What is so great about this movie is that although it dramatized racism by adding the thrilling element of brainwashing and neurosurgery to add to the elements of horror,  the themes that existed underneath those exaggerations are still issues that African Americans deal with in today’s society. On the way to the Armitage’s remote home in the woods (a remote home in the woods with no neighbors is a red flag if I’ve ever seen one) they hit a deer, which symbolized a lot for the movie’s plot, but when they call the police to report the issue, the officer asks for Chris’s license for absolutely no reason. Rose basically tells the officer to f*ck off because there was no real reason for looking at Chris’s license and the douchey cop listens to her and leaves. You would think this shows that Rose understands that officers are notorious for discriminating against African-Americans, especially African-American men, but really she’s trying to cover up any trace that he was visiting her parent’s home that weekend. This incident aided in the plot in this way, but it also highlighted racism that still exists among the police in the United States.

The movie also highlights and makes fun of those white people who are “not racist” but still make such weird and uncomfortable comments about the black community. Chris is thrown into this party with a ton of middle aged to elderly white people and as Rose is going around introducing him to everyone, they are all making such uncomfortable comments about Chris. One woman even asks Rose, right in front of Chris, if it’s true that “blacks do it better” which was completely weird and inappropriate. Another scene has one gentleman exclaiming that black is back in fashion, which is just not something you say. Ever. There are soooo may other examples of this throughout the beginning to middle of the film and listening to it all happen, and watching Chris bite his tongue every time, just showed that people really do say sh*t like this and think it’s okay. This is the other side of racism that people don’t realize exists. Saying that black is black is back in fashion or is trending is talking about how white people LOVE to appropriate black culture (i.e. Kylie Jenner getting cornrows and being praised for it while a black woman having cornrows is being shamed for it and even being denied opportunities because of it). Treating black culture as a trend but then not supporting black lives or advocating for equality is a huge theme among white people and Get Out zeroed in on this theme while contributing to the overall plot of the film.

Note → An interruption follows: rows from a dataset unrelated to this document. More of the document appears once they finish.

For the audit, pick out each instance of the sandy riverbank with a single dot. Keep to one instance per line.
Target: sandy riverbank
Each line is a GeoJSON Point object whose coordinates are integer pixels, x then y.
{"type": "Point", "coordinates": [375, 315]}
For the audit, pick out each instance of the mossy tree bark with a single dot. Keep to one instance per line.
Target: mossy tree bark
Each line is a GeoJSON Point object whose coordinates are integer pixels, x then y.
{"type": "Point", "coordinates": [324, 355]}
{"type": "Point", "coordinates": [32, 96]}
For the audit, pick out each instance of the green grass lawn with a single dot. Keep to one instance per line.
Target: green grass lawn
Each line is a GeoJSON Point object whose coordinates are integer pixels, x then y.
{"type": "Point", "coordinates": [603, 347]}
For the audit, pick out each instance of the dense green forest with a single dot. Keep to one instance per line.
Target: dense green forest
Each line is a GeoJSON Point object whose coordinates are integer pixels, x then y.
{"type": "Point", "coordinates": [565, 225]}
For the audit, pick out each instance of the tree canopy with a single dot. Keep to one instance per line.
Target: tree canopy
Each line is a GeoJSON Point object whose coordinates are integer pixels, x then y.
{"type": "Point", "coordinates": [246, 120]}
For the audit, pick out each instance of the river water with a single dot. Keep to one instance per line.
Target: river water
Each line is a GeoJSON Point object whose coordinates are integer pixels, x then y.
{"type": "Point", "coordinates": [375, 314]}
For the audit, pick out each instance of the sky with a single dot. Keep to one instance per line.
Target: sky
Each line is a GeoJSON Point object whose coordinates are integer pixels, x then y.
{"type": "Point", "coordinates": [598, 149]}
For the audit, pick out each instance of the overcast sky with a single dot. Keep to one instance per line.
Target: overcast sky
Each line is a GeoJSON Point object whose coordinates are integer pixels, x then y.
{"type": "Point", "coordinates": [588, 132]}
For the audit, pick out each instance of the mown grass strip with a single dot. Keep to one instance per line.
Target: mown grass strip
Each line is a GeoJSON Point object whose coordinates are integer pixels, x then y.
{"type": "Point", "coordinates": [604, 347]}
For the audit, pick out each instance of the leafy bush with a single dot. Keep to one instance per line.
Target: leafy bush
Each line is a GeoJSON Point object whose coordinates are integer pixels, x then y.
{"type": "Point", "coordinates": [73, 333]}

Basically, this movie recognized the inherent racism that exists among white people through a horror movie plot. This movie didn’t have racism in the form of using derogatory terms or discriminating in a way that is “traditional” racism that most schools teach us. Instead, the movie calls out “nice racism”. This is where white people compliment African Americans on their athleticism and how their culture and “aesthetic” has become “a new trend”. Even though things like this may sound like you’re saying the right thing, it’s deep rooted racism can’t be ignored.

Get Out had so many genius and compelling themes within a plot that was enticing and thrilling. I loved this movie so much that I saw it twice within a week and I plan on seeing it again soon. It is rare, and even non-existent in mainstream films, that there is a black protagonist in a horror/thriller like Get Out and it was amazing to see this movie do so well in its first weekend and reach record highs for box office numbers. I could probably write about all of the other themes and subtle nods at slavery and racism forever, but this would be even longer than it already is. So, if you go to see Get Out, don’t just see it as a horror movie, see it for its amazing underlying themes of racism in America.